Clinical diagnosis, outcome definition, determination of PON1 activity, genotyping, and mass spectrometry analyses were each performed by investigators who were blinded to CVD status and other measurements. Continuous variables are presented as mean (SD) or median (IQR) for non–normally distributed data and categorical variables as numbers and percentages. Regression analysis was used for calculating the variance (R2) explained by the PON1 polymorphism and activity measures. Quartile cut points were determined from the enzyme activity levels of all 1399 study participants at baseline. Analysis of variance or the Kruskal-Wallis test (for non–normally distributed data) was used to test the difference in mean oxidized fatty acid levels according to PON1 genotype and tertiles of PON1 activity. Kaplan-Meier methods were used to plot time-to-event curves for PON1 activity quartiles and genotypes and the log-rank test was performed to assess differences between curves.
Logistic regression analysis was used to calculate adjusted odds ratios (ORs) for the association between activity levels and prevalent CVD status after adjusting for the traditional risk factors and selected classes of medications (statins and aspirin) as described herein.
Cox proportional hazard models were performed to determine if PON1 is an independent predictor of future cardiac events. Unadjusted hazard ratios (HRs) for clinical events were calculated with reference to the highest quartile (corresponding to lowest risk). The models were adjusted for all traditional cardiac risk factors, including the Framingham ATP-III risk score (including diabetes status), log C-reactive protein, body mass index, and medication use (statins and aspirin). Models were created separately for paraoxonase and arylesterase. All variables used in the models met the proportional hazards assumption by testing them as time-dependent covariates in the multivariate model.

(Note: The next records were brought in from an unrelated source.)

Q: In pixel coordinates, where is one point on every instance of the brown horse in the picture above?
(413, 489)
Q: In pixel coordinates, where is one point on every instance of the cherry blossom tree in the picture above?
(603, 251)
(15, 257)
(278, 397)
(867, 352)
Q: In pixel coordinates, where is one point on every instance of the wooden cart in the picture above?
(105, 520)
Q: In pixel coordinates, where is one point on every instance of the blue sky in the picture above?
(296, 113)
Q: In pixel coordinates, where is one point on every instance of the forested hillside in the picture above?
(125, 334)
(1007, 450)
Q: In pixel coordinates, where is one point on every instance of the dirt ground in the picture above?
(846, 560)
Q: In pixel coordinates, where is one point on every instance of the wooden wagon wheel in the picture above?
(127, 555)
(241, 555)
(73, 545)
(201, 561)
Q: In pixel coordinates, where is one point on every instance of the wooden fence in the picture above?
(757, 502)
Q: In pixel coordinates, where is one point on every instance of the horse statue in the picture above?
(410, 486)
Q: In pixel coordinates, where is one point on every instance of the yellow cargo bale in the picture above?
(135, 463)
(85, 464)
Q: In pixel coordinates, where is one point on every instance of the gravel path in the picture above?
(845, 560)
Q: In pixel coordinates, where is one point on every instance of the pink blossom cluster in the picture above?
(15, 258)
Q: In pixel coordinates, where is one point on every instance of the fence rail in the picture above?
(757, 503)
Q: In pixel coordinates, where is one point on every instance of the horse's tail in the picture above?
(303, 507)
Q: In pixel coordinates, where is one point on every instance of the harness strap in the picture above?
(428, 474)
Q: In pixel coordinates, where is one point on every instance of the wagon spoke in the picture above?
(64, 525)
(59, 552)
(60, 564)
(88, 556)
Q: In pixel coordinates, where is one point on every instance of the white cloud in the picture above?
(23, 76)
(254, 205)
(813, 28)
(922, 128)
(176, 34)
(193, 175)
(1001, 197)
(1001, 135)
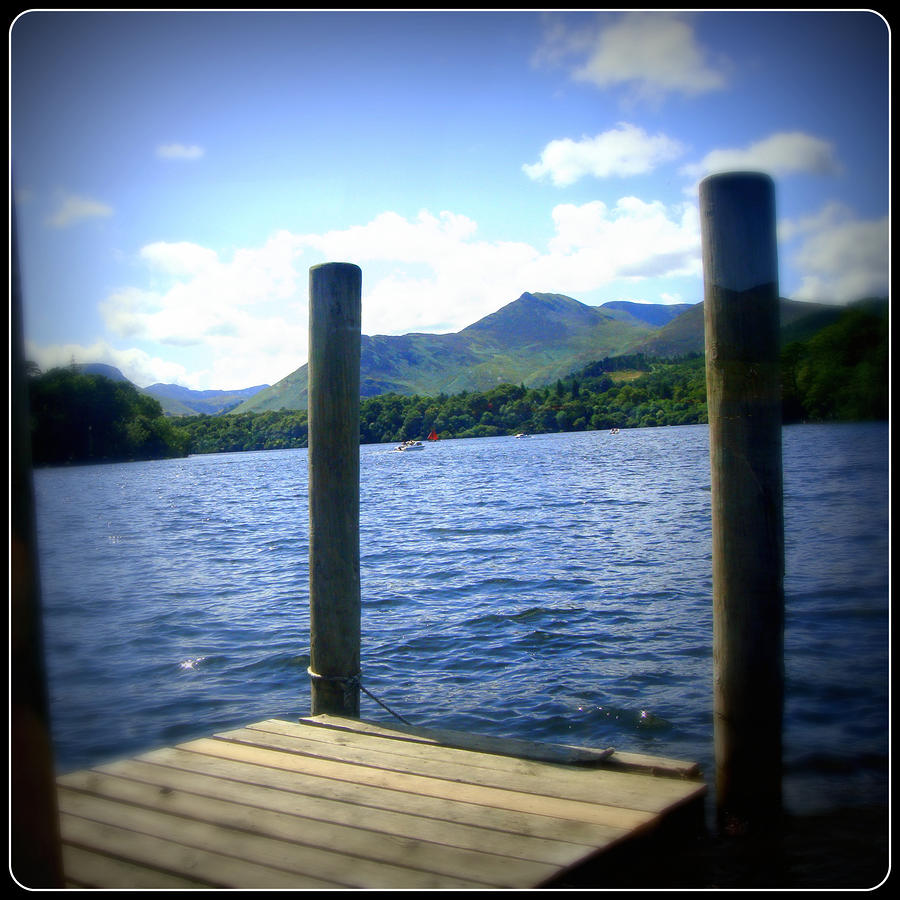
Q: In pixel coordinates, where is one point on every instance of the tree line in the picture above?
(841, 374)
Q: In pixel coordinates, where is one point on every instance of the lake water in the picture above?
(553, 588)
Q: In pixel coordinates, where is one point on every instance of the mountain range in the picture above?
(534, 340)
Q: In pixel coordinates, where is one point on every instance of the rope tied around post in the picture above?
(351, 684)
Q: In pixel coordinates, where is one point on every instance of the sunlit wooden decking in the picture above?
(342, 803)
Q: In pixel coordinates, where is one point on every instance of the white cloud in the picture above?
(842, 258)
(621, 151)
(179, 151)
(74, 208)
(136, 365)
(652, 53)
(783, 153)
(247, 316)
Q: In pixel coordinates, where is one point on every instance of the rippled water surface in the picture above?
(555, 588)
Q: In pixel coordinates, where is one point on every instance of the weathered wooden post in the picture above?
(742, 322)
(35, 855)
(334, 589)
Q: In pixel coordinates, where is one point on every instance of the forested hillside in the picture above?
(839, 374)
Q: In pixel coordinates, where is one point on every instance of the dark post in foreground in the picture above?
(334, 590)
(742, 321)
(35, 857)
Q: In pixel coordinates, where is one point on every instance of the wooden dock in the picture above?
(330, 802)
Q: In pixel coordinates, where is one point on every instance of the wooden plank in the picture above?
(497, 823)
(298, 826)
(564, 754)
(319, 865)
(337, 803)
(89, 869)
(349, 810)
(211, 868)
(612, 789)
(447, 789)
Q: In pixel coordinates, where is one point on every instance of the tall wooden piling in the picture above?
(35, 859)
(334, 588)
(742, 322)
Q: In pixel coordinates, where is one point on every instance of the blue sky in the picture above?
(176, 174)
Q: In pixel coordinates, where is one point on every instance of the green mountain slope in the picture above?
(533, 341)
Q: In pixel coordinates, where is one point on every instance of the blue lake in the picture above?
(554, 588)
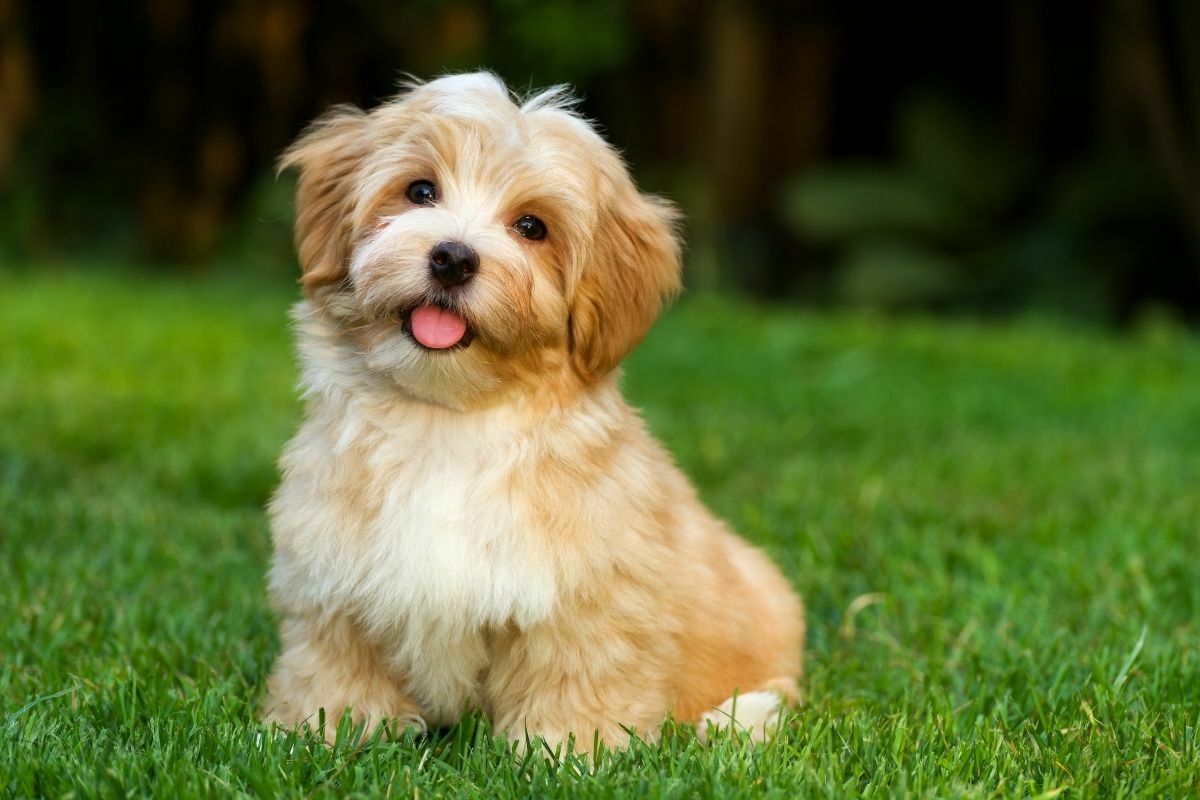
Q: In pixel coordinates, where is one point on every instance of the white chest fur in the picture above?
(409, 523)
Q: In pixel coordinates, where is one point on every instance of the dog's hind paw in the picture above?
(755, 713)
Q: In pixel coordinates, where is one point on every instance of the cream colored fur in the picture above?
(493, 528)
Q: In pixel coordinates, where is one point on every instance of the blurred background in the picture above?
(994, 157)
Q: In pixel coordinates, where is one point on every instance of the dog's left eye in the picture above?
(531, 227)
(423, 192)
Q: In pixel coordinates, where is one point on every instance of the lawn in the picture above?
(994, 525)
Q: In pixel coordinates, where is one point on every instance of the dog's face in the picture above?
(472, 245)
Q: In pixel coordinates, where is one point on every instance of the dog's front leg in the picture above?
(325, 663)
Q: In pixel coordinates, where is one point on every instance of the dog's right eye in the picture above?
(423, 192)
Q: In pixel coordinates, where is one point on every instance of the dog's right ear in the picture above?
(329, 156)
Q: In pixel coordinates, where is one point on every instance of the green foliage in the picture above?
(994, 528)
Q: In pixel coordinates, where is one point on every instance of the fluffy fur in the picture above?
(491, 525)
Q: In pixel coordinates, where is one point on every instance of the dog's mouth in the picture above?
(437, 328)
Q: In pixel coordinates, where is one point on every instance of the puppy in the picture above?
(471, 516)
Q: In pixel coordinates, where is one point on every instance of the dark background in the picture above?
(991, 157)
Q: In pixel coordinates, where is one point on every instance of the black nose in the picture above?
(453, 263)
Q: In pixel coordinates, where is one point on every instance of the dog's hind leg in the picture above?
(756, 713)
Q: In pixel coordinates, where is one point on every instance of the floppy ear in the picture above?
(633, 269)
(328, 156)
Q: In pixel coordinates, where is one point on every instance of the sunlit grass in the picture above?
(996, 530)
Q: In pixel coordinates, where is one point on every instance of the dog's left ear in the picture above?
(633, 269)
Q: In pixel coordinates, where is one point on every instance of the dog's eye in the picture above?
(531, 227)
(423, 192)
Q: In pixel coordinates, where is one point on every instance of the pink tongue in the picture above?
(437, 328)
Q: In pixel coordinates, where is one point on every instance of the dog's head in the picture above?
(471, 244)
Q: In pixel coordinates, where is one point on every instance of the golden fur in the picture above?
(492, 527)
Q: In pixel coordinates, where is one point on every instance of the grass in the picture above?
(995, 528)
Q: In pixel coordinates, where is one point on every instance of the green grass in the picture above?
(995, 529)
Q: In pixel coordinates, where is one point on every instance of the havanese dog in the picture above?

Receiver operating characteristic curves were plotted to estimate the C index for MACE with and without PON1 activity as predictors.20 The C index is analogous to the area under the receiver operating characteristic curve but takes into account right censoring.21 To evaluate the contribution of PON1 activity as a predictive marker, we calculated the concordance indices22 with and without each PON1 activity measurement in separate multivariate models that included the variables described herein. The improvement in predictability with the addition of each of these well-established risk factors was assessed by the difference in the concordance indices.23 The difference of the indices was bias-corrected and bootstrapping was used to generate 95% confidence intervals (CIs). A 1-sample t test was performed to determine if the difference was equal to zero.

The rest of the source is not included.